Segunda coisa: o fato de haver um Joaquim Barbosa como Ministro do STF não deve servir de pauta para uma discussão contra cotas. Barbosa é exceção num universo de pessoas de cor branca – essa expressão “de cor” também se aplica aos brancos, porque, convenhamos, branco também é cor e aplicá-la somente aos negros fica uma coisa estranha. Se existe toda uma redoma histórica na vida dele, dizendo que conseguiu vencer na vida oriundo de uma família pobre e etc., não podemos simplesmente virar as costas à discussão das cotas por causa de uma exceção. Sim, Joaquim Barbosa, esse negro que está sendo venerado por nós todos, é uma exceção. Em um país onde mais da metade da população se considera negra ou parda, ter apenas um ministro negro é menos do que podemos atingir e alcançar. Repare na composição atual do Tribunal. Faça as contas: se são 11 ministros, sendo um negro, a porcentagem da representatividade negra no STF é bem inferior àquela da população – menos de 10 por cento. Repito: o fato de Barbosa não ter precisado de cotas não significa que uma pessoa também negra, também de origem humilde, também inteligentíssima, não necessite de cotas. Estamos falando de garantir oportunidades a quem não as teve, equiparando-as e reparando essa parte da sociedade que por longos invernos não pode alcançar lugares menos indignos. 

 Mas aí você me pergunta: “e no seu caso, Bruno?”. Sim, sou negro, tenho curso superior e não dependi de cotas. Mas o fato de eu não ter precisado de cotas, de ter tido uma família que me apoiou para poder ter uma educação decente, não tira o direito de outra pessoa que não teve as mesmas oportunidades que eu de ter acesso à educação por meio de um programa de facilitação desse acesso. Eu não precisei de cotas porque o Colégio Militar de Belo Horizonte, escola pública federal, me deu uma excelente base para que eu pudesse passar de primeira na Universidade Federal de Minas Gerais. Mas quem estuda em outras escolas do sistema público (estadual, principalmente, que é onde está o Ensino Médio) tem iguais condições de competir comigo? Querer retirar a oportunidade de um grupo social por causa de uma exceção é, no mínimo, cruel. Cotas não são critérios de promoção à desigualdade, mas uma forma de equiparar aqueles que não têm condições de competir em pé de igualdade com o status quo. 
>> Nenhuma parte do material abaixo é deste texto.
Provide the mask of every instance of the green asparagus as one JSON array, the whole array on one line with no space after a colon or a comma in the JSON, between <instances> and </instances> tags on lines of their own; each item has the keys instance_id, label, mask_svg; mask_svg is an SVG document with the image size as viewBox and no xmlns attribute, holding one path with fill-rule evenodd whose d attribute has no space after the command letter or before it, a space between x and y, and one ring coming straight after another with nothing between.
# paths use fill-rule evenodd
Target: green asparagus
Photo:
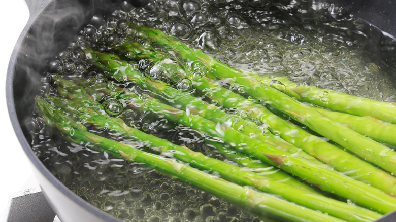
<instances>
[{"instance_id":1,"label":"green asparagus","mask_svg":"<svg viewBox=\"0 0 396 222\"><path fill-rule=\"evenodd\" d=\"M131 162L141 163L147 167L188 182L261 215L269 214L292 221L343 221L248 187L236 185L172 159L90 133L83 125L71 120L64 113L51 106L43 99L36 97L35 101L36 107L47 124L56 127L72 142L92 144L90 145L92 149L98 149L101 151L105 150L116 157L121 156Z\"/></svg>"},{"instance_id":2,"label":"green asparagus","mask_svg":"<svg viewBox=\"0 0 396 222\"><path fill-rule=\"evenodd\" d=\"M183 60L199 61L220 79L227 79L244 87L246 92L256 99L262 99L277 109L287 114L312 130L337 142L365 160L375 164L392 173L396 173L396 152L367 138L347 127L322 115L308 105L302 104L270 86L261 83L243 71L222 63L202 52L188 48L185 44L169 36L161 31L135 26L144 32L156 44L174 51ZM391 112L391 114L394 114ZM394 115L393 115L394 117Z\"/></svg>"},{"instance_id":3,"label":"green asparagus","mask_svg":"<svg viewBox=\"0 0 396 222\"><path fill-rule=\"evenodd\" d=\"M87 123L101 129L107 129L113 133L124 134L133 140L145 141L149 146L155 147L154 150L159 151L162 154L172 154L172 157L188 163L192 167L211 172L216 172L222 178L227 180L280 195L289 201L327 212L331 215L341 219L347 221L371 221L381 216L367 209L335 201L320 194L274 181L271 179L269 179L266 176L243 170L222 161L207 157L202 153L194 152L187 147L177 146L167 140L146 134L136 129L128 127L119 119L101 114L103 110L95 110L101 107L100 104L93 101L92 99L90 99L82 93L84 88L89 89L89 87L79 88L72 83L61 79L59 79L57 83L59 83L59 85L67 86L67 87L63 89L58 87L59 90L58 92L68 90L67 92L60 92L60 94L67 94L68 97L74 101L64 102L54 97L48 96L55 104L55 106L62 108L73 114L78 120L85 118ZM81 104L84 104L88 107L81 106ZM79 107L78 110L74 108L76 106Z\"/></svg>"},{"instance_id":4,"label":"green asparagus","mask_svg":"<svg viewBox=\"0 0 396 222\"><path fill-rule=\"evenodd\" d=\"M108 55L107 59L103 60L94 58L95 55L93 54L87 55L94 63L102 62L102 65L105 65L105 66L103 65L101 67L109 71L108 74L110 77L113 75L121 77L121 78L116 77L116 79L120 79L122 81L133 79L134 82L139 82L141 83L144 80L141 78L135 79L131 77L141 77L142 75L134 70L133 67L127 66L125 61L123 62L115 55ZM105 55L102 55L104 56ZM95 62L95 59L98 62ZM122 64L124 65L123 66ZM115 73L111 74L112 71ZM153 83L154 83L153 82ZM339 172L329 170L323 164L312 162L259 140L250 138L226 126L216 124L192 114L187 115L185 112L157 102L154 98L150 98L148 103L151 104L148 108L144 106L137 106L149 109L148 110L150 112L167 117L172 121L205 132L211 136L223 138L224 142L235 146L238 150L277 166L316 186L322 190L353 200L362 206L381 213L390 212L396 208L396 199L394 197ZM346 184L348 184L348 189L353 191L345 190L344 186ZM362 193L367 192L376 194L361 195Z\"/></svg>"},{"instance_id":5,"label":"green asparagus","mask_svg":"<svg viewBox=\"0 0 396 222\"><path fill-rule=\"evenodd\" d=\"M151 60L155 61L158 60L157 57L163 59L169 56L160 52L153 52L153 49L146 49L141 44L136 42L124 43L118 47L118 53L126 55L130 58L149 58ZM159 56L157 55L159 55ZM174 67L178 65L171 63L168 65ZM173 67L172 69L182 70L182 68ZM179 71L178 73L178 75L173 76L167 75L167 78L171 79L174 82L175 79L180 77L180 74L182 73L182 71ZM281 137L303 149L310 155L334 166L338 171L348 172L350 176L369 183L388 193L396 193L396 178L349 153L331 144L322 138L309 133L292 123L284 121L274 115L263 106L246 101L243 96L222 87L213 80L206 77L192 78L192 76L193 75L184 74L184 77L191 81L191 84L194 88L216 101L219 105L228 108L238 108L242 112L250 111L251 115L246 115L246 116L254 116L255 118L268 124L269 129L273 132L279 132ZM221 119L221 116L214 115L214 111L212 110L218 110L213 108L213 106L208 107L207 105L206 106L206 104L202 104L200 100L193 97L191 98L191 96L187 93L172 90L172 89L169 89L169 87L166 86L151 87L150 90L156 94L166 97L166 101L171 101L172 103L179 105L182 109L185 110L187 107L191 109L191 107L192 106L194 108L191 110L197 110L194 112L194 113L197 113L206 119L213 121ZM238 121L240 121L240 119L238 120ZM241 126L248 126L245 123L246 121L244 120L239 122L241 124ZM245 130L249 129L248 127L244 128ZM253 127L252 130L245 131L245 132L248 133L249 135L255 129ZM390 131L386 135L391 134L392 132L393 131ZM263 132L265 133L266 131ZM265 135L272 135L268 134ZM308 138L309 139L307 139ZM258 137L257 138L262 139L262 137ZM392 140L390 137L388 137L388 141ZM356 169L359 169L359 170L356 170Z\"/></svg>"}]
</instances>

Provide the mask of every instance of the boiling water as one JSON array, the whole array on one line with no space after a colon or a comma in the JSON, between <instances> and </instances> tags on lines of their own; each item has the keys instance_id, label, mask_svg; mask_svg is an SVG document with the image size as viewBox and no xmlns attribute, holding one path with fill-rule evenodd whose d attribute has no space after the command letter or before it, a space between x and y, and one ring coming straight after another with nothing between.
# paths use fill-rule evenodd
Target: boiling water
<instances>
[{"instance_id":1,"label":"boiling water","mask_svg":"<svg viewBox=\"0 0 396 222\"><path fill-rule=\"evenodd\" d=\"M54 93L51 83L59 75L106 81L101 71L80 60L84 55L79 47L110 50L113 43L130 33L130 28L125 25L130 21L160 29L237 68L269 77L288 76L302 84L396 101L394 83L387 73L394 68L385 69L370 57L366 51L370 40L364 33L352 31L360 25L358 21L326 4L245 2L160 0L148 1L140 8L124 5L81 31L50 63L41 90ZM141 70L148 71L144 66L140 66ZM123 105L110 101L104 105L108 113L123 118L132 127L224 158L193 130L158 119L155 114L131 113ZM71 190L117 218L151 222L259 221L212 195L137 164L68 142L52 134L44 125L33 115L32 145L40 160ZM143 148L141 144L131 144Z\"/></svg>"}]
</instances>

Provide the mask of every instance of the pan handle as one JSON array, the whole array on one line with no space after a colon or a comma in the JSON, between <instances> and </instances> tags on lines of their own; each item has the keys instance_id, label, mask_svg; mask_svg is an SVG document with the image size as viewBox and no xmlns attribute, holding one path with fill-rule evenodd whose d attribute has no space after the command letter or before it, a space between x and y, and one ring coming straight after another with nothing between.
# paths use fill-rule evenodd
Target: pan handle
<instances>
[{"instance_id":1,"label":"pan handle","mask_svg":"<svg viewBox=\"0 0 396 222\"><path fill-rule=\"evenodd\" d=\"M48 6L53 0L25 0L29 9L30 19L35 18Z\"/></svg>"}]
</instances>

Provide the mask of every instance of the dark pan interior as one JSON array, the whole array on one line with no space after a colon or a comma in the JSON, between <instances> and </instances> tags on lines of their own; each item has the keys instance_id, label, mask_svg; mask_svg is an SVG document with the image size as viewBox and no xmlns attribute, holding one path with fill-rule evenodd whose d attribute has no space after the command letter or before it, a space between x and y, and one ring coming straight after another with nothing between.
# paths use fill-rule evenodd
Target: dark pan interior
<instances>
[{"instance_id":1,"label":"dark pan interior","mask_svg":"<svg viewBox=\"0 0 396 222\"><path fill-rule=\"evenodd\" d=\"M396 34L394 1L358 0L347 3L350 1L335 0L327 2L334 2L335 6L347 9L348 13L342 16L350 16L353 14L354 17L361 18L374 25L365 24L361 26L364 27L363 30L360 30L371 35L373 42L372 46L380 45L379 47L373 46L368 49L372 52L373 57L381 58L381 62L384 62L390 69L395 70L396 41L376 27L389 34ZM34 97L38 92L38 84L48 61L60 52L60 49L67 47L81 28L88 22L98 24L104 15L120 9L120 7L125 10L130 10L144 2L143 0L54 0L51 2L35 21L28 24L27 29L25 29L27 32L22 34L18 42L20 45L16 47L19 47L19 50L14 52L11 58L12 65L9 67L8 76L12 79L8 84L9 86L7 88L7 97L12 121L14 127L15 124L20 126L23 133L18 134L17 132L17 134L30 159L33 160L36 157L27 145L28 142L26 142L30 140L26 120L32 113ZM94 15L96 16L92 20ZM392 72L394 75L396 73L396 71ZM389 78L396 80L396 76L390 76ZM17 119L13 119L13 113ZM40 164L37 163L38 162L34 161L34 163L38 167L43 168L42 166L38 165ZM46 176L47 178L52 176L48 171L39 171L42 174L48 175ZM71 192L69 193L68 195L72 195ZM103 212L100 213L105 214ZM393 214L392 218L383 218L380 221L394 221L393 220L396 220L396 215L395 213ZM103 217L109 219L105 216Z\"/></svg>"}]
</instances>

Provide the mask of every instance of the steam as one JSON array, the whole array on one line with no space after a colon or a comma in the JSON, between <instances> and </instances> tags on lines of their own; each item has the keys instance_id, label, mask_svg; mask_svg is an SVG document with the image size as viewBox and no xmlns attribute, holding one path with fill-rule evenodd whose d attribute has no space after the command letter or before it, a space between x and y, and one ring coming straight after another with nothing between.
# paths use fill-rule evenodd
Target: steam
<instances>
[{"instance_id":1,"label":"steam","mask_svg":"<svg viewBox=\"0 0 396 222\"><path fill-rule=\"evenodd\" d=\"M49 64L49 67L58 65L62 70L68 68L64 64L54 61L54 58L82 27L90 20L97 23L104 14L110 14L120 6L130 6L127 1L103 2L105 1L54 1L32 22L20 47L15 67L14 94L20 122L26 124L30 121L29 117L32 113L34 96L50 87L45 82L50 78L43 74ZM22 128L28 136L28 129Z\"/></svg>"}]
</instances>

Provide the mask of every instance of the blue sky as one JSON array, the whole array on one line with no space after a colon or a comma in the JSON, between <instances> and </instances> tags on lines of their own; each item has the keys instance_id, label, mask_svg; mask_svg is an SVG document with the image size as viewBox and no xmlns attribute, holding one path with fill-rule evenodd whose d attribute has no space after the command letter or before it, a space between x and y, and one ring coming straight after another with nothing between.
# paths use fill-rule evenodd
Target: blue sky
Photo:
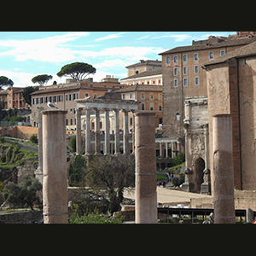
<instances>
[{"instance_id":1,"label":"blue sky","mask_svg":"<svg viewBox=\"0 0 256 256\"><path fill-rule=\"evenodd\" d=\"M51 74L58 84L67 78L55 74L61 67L82 61L96 68L94 81L106 75L126 77L128 65L139 60L161 60L158 54L177 46L191 45L209 35L235 32L0 32L0 76L15 86L32 85L38 74Z\"/></svg>"}]
</instances>

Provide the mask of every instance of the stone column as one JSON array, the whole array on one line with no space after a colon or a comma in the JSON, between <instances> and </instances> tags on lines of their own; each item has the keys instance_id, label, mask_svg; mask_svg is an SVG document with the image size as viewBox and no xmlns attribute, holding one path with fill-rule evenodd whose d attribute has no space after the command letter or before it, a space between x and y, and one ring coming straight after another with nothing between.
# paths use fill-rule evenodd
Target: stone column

 Se Joaquim Barbosa chegou onde ele está, é claro que foi por mérito próprio. E por portas que lhe foram abertas ao longo do caminho. Se eu cheguei onde estou, também foi por eu ter corrido atrás. Quantos “neguinhos” ficam aí para trás porque justamente essa porta que nós atravessamos encontra-se fechada? Em vez de apontar o dedo para uma questão de exceção, vamos ajudar para que essa exceção vire regra?